Before Robin, Sam Dunn and his twin brother and co-founder Zach had run a digital promotions and events company. From that company, they took a team of about 20 and created Robin, which offers a software platform to schedule and monitor conference rooms and shared spaces in offices in conjunction with existing calendar systems. Most employees were young and had never worked in a setting straight out of Office Space. They first embraced it as a joke. “A bunch of people showed up on the first day dressed like Dwight from The Office,” says Dunn, “and we got a bunch of those 90s-style motivational posters.”
However, the interior design of the temporary office actually began to change Robin’s workplace culture. There were several private offices and at first, Robin employees rotated who got one. Quickly, some became attached to their island of privacy and began justifying why they needed it more than others. People socialized less and kept stricter 9-to-5 schedules. Dunn realized he wasn’t seeing or getting ideas from certain people because they occupied an ill-trafficked spot in the grid of desk space.
People adapted roles their environment signaled to them. It was like the Stanford Prison Experiment, but with cubicles and printer stations. “It was very quiet, very solemn, and I think we would have a hard time recruiting with that environment,” says Dunn. “Fortunately, no one got super-fussy, but we were glad to be done with it after a month or so.”
As Robin’s experience demonstrated, workspace design and the philosophies behind it have evolved since the buttoned-up sectioning off of workspaces in the late 20th century. This has become more critical, says Dunn, since many companies started instituting open office plans. The mobility offered by laptops and tablets means that there is no need for employees to be stationed at assigned desks, anchored by bulky monitors and tower units.
Many offices are now composed of what Dunn calls “ingredients”: places that support certain activities and mindsets, as opposed to certain job titles. One section may be dedicated to large presentations, another to small meetings. Some nooks should be quiet for email catch-up and planning, and others should allow for laid back socializing.
In such spaces, “scheduling is the most important need to get right,” says Dunn. “You need to make sure you have an inventory of your spaces, tech, and people’s schedules so that you can build a script of what happens throughout the day.”
One of Robin's most popular products is the room display software that can live on multiple types of tablets or touch screen devices. It helps employees know what spaces are available and book last minute meetings. The software even frees up a room if no one has checked into a scheduled meeting there.
When the entire system “is utilized well it feels like an executive assistant for everyone,” says Dunn. “We know the rooms. We can course-correct if a meeting room that you’d prefer becomes open. If you’re not going to show up, we cancel. We recommend the best space for the type of meeting you’re having. A super power that normally only executives have is what Robin offers to everyone.”

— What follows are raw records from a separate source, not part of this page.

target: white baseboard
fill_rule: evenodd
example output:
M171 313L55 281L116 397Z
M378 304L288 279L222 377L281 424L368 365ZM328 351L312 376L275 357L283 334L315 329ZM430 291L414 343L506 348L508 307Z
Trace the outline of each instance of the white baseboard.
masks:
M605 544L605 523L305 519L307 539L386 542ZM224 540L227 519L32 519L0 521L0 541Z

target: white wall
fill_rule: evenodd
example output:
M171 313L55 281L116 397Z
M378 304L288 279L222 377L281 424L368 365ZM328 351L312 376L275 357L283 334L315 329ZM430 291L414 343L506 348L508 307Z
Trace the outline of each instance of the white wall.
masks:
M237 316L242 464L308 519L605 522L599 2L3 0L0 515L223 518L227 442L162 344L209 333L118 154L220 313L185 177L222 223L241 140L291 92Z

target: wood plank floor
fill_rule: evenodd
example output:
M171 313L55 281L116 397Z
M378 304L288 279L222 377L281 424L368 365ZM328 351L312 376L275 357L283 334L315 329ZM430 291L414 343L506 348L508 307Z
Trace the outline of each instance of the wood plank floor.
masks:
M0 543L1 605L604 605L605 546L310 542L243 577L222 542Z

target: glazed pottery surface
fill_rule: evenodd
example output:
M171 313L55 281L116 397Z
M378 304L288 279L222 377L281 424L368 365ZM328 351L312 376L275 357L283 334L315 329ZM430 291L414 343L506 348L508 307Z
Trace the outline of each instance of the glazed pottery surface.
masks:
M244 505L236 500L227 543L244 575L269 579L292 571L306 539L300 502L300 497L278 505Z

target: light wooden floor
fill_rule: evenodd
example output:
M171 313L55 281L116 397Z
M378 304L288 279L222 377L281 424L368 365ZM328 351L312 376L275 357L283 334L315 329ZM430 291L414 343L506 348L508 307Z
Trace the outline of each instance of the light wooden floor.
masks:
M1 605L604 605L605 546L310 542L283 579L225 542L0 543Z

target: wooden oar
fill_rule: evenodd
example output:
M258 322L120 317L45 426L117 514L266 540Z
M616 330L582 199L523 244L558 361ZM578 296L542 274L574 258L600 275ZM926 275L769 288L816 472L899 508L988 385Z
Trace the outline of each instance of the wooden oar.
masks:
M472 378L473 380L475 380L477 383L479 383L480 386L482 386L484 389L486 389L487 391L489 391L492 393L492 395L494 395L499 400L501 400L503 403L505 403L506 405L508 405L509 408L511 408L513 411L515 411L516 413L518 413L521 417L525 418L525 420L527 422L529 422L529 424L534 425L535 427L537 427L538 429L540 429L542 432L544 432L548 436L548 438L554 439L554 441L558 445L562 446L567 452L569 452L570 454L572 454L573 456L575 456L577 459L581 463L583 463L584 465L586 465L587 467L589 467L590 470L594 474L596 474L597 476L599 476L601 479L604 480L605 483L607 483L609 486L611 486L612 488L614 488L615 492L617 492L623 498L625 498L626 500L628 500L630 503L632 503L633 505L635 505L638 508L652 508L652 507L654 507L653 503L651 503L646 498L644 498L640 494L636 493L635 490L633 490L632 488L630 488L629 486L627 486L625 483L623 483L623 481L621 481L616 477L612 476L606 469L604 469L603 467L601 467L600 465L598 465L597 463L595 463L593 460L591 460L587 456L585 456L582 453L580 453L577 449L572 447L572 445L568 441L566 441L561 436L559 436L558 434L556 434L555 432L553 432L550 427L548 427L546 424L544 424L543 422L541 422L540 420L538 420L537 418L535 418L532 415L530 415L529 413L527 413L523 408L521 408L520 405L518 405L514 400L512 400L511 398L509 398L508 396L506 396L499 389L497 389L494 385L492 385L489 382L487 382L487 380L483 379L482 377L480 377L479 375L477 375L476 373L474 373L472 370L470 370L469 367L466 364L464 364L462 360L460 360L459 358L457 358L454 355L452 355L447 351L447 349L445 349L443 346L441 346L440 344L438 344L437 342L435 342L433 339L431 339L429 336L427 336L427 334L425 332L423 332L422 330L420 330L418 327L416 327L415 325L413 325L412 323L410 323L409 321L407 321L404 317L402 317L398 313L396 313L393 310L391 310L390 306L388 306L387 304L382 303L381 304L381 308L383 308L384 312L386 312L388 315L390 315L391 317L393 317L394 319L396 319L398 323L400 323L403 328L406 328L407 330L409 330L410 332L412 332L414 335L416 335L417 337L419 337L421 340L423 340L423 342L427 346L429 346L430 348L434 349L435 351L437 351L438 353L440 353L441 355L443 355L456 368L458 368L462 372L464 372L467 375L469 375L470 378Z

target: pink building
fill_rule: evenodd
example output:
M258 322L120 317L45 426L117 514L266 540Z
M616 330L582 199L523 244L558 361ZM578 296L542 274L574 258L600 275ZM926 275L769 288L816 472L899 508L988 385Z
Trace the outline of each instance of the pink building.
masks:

Robin works across industries. “Our customer base is not specific to one sector,” Dunn says. “It’s specific to when you have a certain number of people in an office. If you have over 12 conference rooms, you definitely have meeting room traffic jams.” An open floor plan can also worsen the meeting room shuffle: “with fewer private offices, you start to see these closed spaces be much more coveted, so they need to be scheduled, you need to sure people can use them when they need to.”
Robin identified a real need and venture capital firms and venerable furniture design company Herman Miller have backed the company in a seed funding round. Their partnership with Herman Miller runs deeper than strictly financial and the two are currently partnering to develop “smart” furniture. Chairs built with sensors to help identify which individual workstations are free or occupied are in the works, says Dunn.
Dunn hopes to help mitigate a problem that’s giving open offices a bad name: the perception that they are disorganized, noisy, and made chaotic by the energy and more free-form approach of younger workers. If not well managed, Dunn worries open offices might be seen with the kind of annoyance and dread which were eventually applied to the much-parodied cubicle spaces, like the one in which Robin was incubated.
Instead, Dunn encourages companies to invest more energy into office common spaces and embrace the idea of a fluid workspace. Dunn himself has given up a desk due to a growing number new hires, and now sits at an impromptu table behind the Herman Miller couches in the company’s open lounge area. Luckily, inspiration is not far. He sits adjacent to a majestic piece of artwork from Robin's annual Bob Ross paint night, a happy accident that illustrates the power of an effective open floor plan.